Food exports from the country steadily increased, reaching 1.25 million tons in 1880 while the stocks in the country appreciably declined so that the surplus of good year was no more available to replenish the supply in a year of natural scarcity.

The food situation was made worse by the farmers preference for cash crops. Normally, with expanding wheat exports, rising prices and warnings, repeatedly given by famines, of a growing food shortage in the country, farmers would have taken to the cultivation of food crops. This, however, did not happen.


Instead, the cultivator preferred growing cash crops substituting cotton, indigo, poppy and Sugar-cane for food-grains. This naturally had an adverse effect on the food- supply in the country as can be seen from the fact that the production of commercial crops rose by 85% while that of food fell by 7% in a period of half a century between 1895-96 to 1945-46.

This increase in the output of commercial crops, however, does not imply a corresponding increase in the area under these crops. Only the cultivator devoted his better quality and irrigated lands to their cultivation. Therefore, their yield per acre was higher.

The Commercialisation also had the effect of enhancing the power of the money-lender in the Indian country side. To produce crops for the market, the peasants required credit. They naturally turned to the money-lender, who came to occupy a place of unprecedented importance in the rural economy.

Even in pre-British days, the money-lender used to extend credit to meet occasional needs of the villagers but he occupied a subordinate position. The new systems of land tenure and land revenue, the new legal procedures and commercialisation of agriculture opened up a golden age for the money-lender.

The demand for his service became an inescapable part of the peasant’s life. A rapid rise in land values from the middle of the 19th Century further encouraged the money-lender to expand and broaden his operations.

Apart from the exorbitant rates of interest, which he was already charging, he now began to dispossess the peasant of his land and rent it cut.

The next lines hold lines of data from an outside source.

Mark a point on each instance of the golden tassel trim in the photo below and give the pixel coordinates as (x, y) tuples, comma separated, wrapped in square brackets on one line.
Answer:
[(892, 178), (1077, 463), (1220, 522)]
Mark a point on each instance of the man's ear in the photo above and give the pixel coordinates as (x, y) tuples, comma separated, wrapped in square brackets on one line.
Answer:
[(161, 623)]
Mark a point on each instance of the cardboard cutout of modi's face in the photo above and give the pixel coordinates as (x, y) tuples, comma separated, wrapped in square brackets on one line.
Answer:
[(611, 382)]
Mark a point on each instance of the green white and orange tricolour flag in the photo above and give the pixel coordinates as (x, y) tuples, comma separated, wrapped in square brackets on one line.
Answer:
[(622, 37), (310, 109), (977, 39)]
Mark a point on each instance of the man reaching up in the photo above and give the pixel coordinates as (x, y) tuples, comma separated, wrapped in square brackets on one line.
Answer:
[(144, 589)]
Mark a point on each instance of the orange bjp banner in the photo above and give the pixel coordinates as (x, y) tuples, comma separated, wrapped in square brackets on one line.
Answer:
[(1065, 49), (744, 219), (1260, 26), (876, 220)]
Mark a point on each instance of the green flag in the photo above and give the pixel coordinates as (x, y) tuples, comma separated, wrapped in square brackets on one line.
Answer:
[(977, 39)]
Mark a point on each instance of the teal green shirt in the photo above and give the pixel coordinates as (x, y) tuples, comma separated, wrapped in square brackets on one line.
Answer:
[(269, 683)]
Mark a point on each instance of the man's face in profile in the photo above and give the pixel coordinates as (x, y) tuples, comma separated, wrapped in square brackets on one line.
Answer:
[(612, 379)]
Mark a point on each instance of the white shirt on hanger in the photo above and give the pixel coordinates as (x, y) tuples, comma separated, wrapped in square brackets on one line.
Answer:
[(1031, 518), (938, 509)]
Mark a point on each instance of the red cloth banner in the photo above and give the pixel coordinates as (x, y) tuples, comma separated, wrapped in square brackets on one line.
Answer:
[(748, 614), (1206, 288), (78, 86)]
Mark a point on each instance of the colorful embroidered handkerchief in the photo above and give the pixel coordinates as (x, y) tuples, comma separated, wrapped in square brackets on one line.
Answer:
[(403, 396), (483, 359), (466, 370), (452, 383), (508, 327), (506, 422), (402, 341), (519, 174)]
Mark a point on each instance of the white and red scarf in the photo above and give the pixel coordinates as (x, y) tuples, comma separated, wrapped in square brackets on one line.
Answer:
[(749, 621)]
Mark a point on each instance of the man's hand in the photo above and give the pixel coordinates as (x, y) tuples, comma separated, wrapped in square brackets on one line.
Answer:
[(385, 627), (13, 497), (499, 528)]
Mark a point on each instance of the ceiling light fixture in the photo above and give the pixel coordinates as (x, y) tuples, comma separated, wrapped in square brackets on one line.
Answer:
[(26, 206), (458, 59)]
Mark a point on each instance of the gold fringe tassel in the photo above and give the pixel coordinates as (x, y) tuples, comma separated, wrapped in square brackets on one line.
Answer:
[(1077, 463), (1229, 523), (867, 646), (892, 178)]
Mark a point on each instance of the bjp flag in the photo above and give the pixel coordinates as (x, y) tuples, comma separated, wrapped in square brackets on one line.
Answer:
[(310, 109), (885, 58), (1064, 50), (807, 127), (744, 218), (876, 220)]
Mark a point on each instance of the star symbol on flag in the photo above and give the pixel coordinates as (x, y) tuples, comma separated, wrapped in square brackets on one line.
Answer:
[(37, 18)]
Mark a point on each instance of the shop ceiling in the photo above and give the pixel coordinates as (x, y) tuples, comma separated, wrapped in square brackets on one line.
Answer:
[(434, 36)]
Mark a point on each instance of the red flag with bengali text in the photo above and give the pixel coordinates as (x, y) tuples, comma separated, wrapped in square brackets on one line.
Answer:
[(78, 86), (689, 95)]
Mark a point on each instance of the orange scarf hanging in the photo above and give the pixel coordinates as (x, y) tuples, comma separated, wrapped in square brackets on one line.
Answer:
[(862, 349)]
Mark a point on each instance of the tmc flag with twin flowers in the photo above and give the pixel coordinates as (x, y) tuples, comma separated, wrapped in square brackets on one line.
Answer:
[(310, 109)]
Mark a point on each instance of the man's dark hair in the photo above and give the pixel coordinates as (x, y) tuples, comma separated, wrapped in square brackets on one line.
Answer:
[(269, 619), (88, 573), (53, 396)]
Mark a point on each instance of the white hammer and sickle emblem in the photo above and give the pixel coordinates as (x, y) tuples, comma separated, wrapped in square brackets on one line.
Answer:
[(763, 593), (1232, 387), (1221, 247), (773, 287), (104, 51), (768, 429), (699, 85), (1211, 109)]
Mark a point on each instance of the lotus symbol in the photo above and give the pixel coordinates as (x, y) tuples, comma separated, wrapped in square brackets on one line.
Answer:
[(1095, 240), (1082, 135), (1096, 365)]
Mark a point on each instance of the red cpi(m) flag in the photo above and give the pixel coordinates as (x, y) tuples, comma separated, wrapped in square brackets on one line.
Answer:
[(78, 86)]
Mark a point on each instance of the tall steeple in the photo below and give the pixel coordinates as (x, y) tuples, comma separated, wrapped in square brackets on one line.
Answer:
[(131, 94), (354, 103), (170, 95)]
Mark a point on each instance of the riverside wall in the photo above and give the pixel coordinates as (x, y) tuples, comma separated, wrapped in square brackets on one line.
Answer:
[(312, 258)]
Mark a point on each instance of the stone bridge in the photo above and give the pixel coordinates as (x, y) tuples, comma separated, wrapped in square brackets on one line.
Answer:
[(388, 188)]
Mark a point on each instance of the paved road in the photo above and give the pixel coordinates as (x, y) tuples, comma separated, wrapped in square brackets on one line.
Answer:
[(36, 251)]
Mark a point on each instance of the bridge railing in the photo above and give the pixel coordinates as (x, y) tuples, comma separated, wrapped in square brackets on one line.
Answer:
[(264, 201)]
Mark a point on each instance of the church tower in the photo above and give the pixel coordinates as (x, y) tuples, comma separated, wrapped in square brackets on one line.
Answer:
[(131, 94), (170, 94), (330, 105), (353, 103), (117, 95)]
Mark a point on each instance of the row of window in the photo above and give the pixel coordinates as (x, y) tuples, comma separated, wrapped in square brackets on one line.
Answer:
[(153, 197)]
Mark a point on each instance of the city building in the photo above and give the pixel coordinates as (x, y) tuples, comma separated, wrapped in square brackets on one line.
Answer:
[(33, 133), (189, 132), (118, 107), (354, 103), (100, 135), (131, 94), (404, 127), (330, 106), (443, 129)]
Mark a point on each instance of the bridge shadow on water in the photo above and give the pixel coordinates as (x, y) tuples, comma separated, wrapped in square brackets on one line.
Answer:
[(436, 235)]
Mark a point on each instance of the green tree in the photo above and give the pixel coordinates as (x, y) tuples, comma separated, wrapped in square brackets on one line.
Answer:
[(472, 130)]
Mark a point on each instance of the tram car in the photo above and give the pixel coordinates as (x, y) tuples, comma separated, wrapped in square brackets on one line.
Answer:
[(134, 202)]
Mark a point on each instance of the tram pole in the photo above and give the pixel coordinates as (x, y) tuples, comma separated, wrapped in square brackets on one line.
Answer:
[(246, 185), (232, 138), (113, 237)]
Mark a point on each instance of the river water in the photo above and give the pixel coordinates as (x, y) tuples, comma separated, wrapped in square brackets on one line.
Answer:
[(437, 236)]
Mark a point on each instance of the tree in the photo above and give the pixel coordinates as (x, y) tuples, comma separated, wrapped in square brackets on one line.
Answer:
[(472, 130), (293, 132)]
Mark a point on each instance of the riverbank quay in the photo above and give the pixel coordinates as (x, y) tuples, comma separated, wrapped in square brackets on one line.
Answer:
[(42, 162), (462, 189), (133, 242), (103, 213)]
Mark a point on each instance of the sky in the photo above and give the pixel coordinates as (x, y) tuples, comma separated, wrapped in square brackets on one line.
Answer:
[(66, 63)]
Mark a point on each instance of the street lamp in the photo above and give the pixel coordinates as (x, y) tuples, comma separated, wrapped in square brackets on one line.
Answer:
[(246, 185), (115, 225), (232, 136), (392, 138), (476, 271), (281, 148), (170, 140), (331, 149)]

Money-lenders grew in numbers as well as wealth while peasants sank deeper in debt. No wonder, the indebted peasantry rose in revolt during the Deccan Riots in 1875.


Thus the commercialisation of agriculture, notwithstanding the gains it conferred on producers of special crops in certain areas, brought about deterioration in the overall food situation in the country by increasing exports of wheat and rice, reducing food stocks in the country, raising cereal prices and discouraging cultivation of inferior food-grains like Jowar and Bajra for which there was no ready export demand.

In addition, the commercial Revolution strengthened the trends which the new land systems had set in motion. Consequently, the gulf between the landlord and tenant as also between the rural creditor and debtor was widened. Rack-renting of the tenant increased and eject­ments became more frequent.

As for the land revenue, the completion of new periodical settlements just coincided with the period of rise in agricultural prices. This led to an all-round enhancement of revenue rates just at time when the failure of rains was frequent. This had every adverse effect on the economic condition of the small farmer, particularly in the ryot-wari areas.